Et le noir sur la scène est tombé.

Et là, une ovation et de multiples bravi ont salué une heure et vingt minutes de bonheur théâtral !
Une leçon !


Il n'est pas souvent donné de redécouvrir une pièce, un texte.
Il est assez rare, dans un huis clos, de recevoir un moment dramaturgique d'une telle force, d'une telle puissance.
C'est ce qu'hier soir, j'ai ressenti à la première de ces « Créanciers ».


« Les créanciers », pour être exact. Avec l'article défini devant, parce que l'on sait qui ils sont, ces gens qui vont régler leurs comptes.


Ce qui se joue, dans cette œuvre du dramaturge suédois, c'est la prise de conscience de la dette, en matière amoureuse.
Que dois-je à l'autre lorsque je l'aime, que me doit cet autre ? Oui, lorsque l'on aime, on devient débiteur.


Et bien entendu, la dette, ce compte-là, doivent être parfois soldés.
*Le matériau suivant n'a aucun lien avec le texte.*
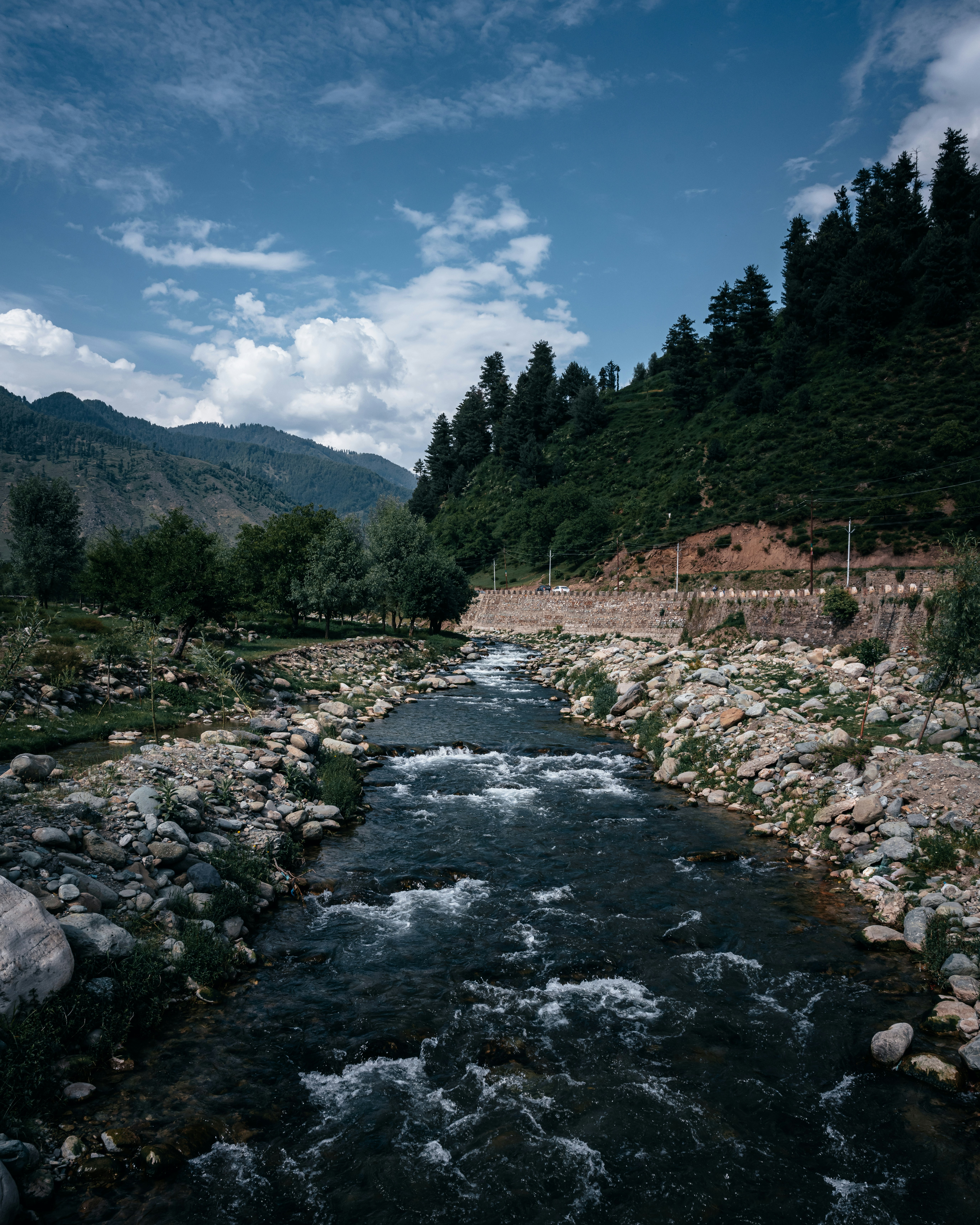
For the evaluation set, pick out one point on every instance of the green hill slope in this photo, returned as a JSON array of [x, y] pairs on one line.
[[122, 482], [863, 395], [303, 471]]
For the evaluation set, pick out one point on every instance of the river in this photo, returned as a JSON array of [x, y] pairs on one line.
[[579, 1025]]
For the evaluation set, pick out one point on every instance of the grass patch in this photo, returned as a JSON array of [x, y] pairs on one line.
[[58, 1027]]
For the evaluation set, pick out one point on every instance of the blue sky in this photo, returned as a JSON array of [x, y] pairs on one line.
[[323, 216]]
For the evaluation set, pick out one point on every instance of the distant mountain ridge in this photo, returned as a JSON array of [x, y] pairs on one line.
[[299, 470], [122, 482]]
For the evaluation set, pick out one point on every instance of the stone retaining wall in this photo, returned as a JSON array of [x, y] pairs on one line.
[[884, 613]]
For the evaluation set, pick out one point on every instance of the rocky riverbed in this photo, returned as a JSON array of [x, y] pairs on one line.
[[772, 731], [173, 854]]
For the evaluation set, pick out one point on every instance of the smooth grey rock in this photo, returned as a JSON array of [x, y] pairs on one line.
[[204, 878], [889, 1046], [896, 848], [917, 921], [212, 840], [90, 799], [172, 831], [965, 988], [148, 801], [971, 1054], [35, 955], [957, 965], [95, 935], [105, 852], [10, 1202], [710, 677], [32, 769], [52, 837]]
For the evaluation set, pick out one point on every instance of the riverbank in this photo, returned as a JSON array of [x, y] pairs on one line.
[[149, 878], [522, 949], [773, 732]]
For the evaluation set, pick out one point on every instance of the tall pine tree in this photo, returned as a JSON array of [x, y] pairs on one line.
[[955, 186]]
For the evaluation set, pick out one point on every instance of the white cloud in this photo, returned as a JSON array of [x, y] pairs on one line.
[[814, 201], [38, 358], [161, 288], [952, 91], [537, 81], [527, 253], [798, 168], [372, 379], [133, 237]]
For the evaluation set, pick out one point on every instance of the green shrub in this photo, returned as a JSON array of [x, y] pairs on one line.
[[231, 900], [341, 783], [242, 867], [603, 700], [840, 606], [206, 960]]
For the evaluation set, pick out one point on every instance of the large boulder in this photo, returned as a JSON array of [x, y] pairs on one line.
[[10, 1202], [148, 801], [35, 955], [204, 878], [32, 769], [52, 837], [105, 852], [896, 848], [95, 935], [168, 853], [889, 1046], [916, 924]]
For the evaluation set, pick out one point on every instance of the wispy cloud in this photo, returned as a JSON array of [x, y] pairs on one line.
[[133, 238], [814, 201], [537, 81], [799, 168]]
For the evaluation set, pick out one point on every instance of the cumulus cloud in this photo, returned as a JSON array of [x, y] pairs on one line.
[[38, 358], [162, 288], [814, 201], [372, 379], [199, 253], [951, 87]]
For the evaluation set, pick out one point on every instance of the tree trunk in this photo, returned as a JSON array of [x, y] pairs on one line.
[[183, 635]]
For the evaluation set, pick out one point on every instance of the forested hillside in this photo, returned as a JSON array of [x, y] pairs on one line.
[[301, 470], [859, 391], [122, 483]]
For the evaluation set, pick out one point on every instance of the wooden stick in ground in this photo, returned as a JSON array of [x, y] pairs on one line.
[[293, 886], [933, 704]]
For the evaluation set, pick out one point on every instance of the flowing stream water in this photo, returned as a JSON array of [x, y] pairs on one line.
[[562, 1018]]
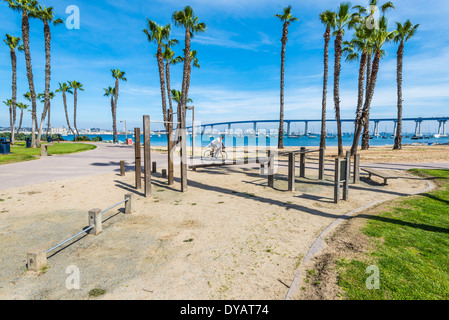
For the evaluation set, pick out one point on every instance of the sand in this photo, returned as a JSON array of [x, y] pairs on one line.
[[228, 237]]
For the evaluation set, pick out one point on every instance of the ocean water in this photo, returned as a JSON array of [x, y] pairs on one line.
[[303, 141]]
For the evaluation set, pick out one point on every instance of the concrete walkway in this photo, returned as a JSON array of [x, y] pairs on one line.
[[104, 159]]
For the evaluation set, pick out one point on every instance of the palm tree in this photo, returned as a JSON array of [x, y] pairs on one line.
[[42, 97], [404, 32], [359, 48], [381, 36], [75, 85], [186, 18], [110, 92], [287, 18], [169, 57], [46, 16], [66, 88], [159, 34], [117, 75], [328, 19], [22, 107], [344, 19], [27, 8], [13, 44]]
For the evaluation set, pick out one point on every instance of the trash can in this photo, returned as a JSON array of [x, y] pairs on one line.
[[5, 146]]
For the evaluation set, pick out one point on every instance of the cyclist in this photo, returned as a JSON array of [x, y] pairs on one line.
[[217, 144]]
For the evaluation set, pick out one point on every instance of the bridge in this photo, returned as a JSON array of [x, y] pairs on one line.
[[418, 132]]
Lorsque l'on n'aime plus, ou bien lorsque la jalousie, la possessivité s'installent.

Et puis, ce que je donne à l'autre, n'est pas ce que j'aimerais me donner, également ?


Strindberg fait se débattre ses personnages avec tous ces éléments de réflexion, toutes ces questions.
Tekla a épousé en seconde noces Adolf. Son premier mari, Gustaf, vient régler ses comptes, en rendant jaloux son successeur, sans se faire connaître.


Il y a dans cette pièce une dimension brutale, cruelle, voire monstrueuse.
Tout ceci sera exposé de nature quasi clinique, comme si nous observions des cobayes dans un laboratoire de recherche où l'on pratique des expériences scientifiques.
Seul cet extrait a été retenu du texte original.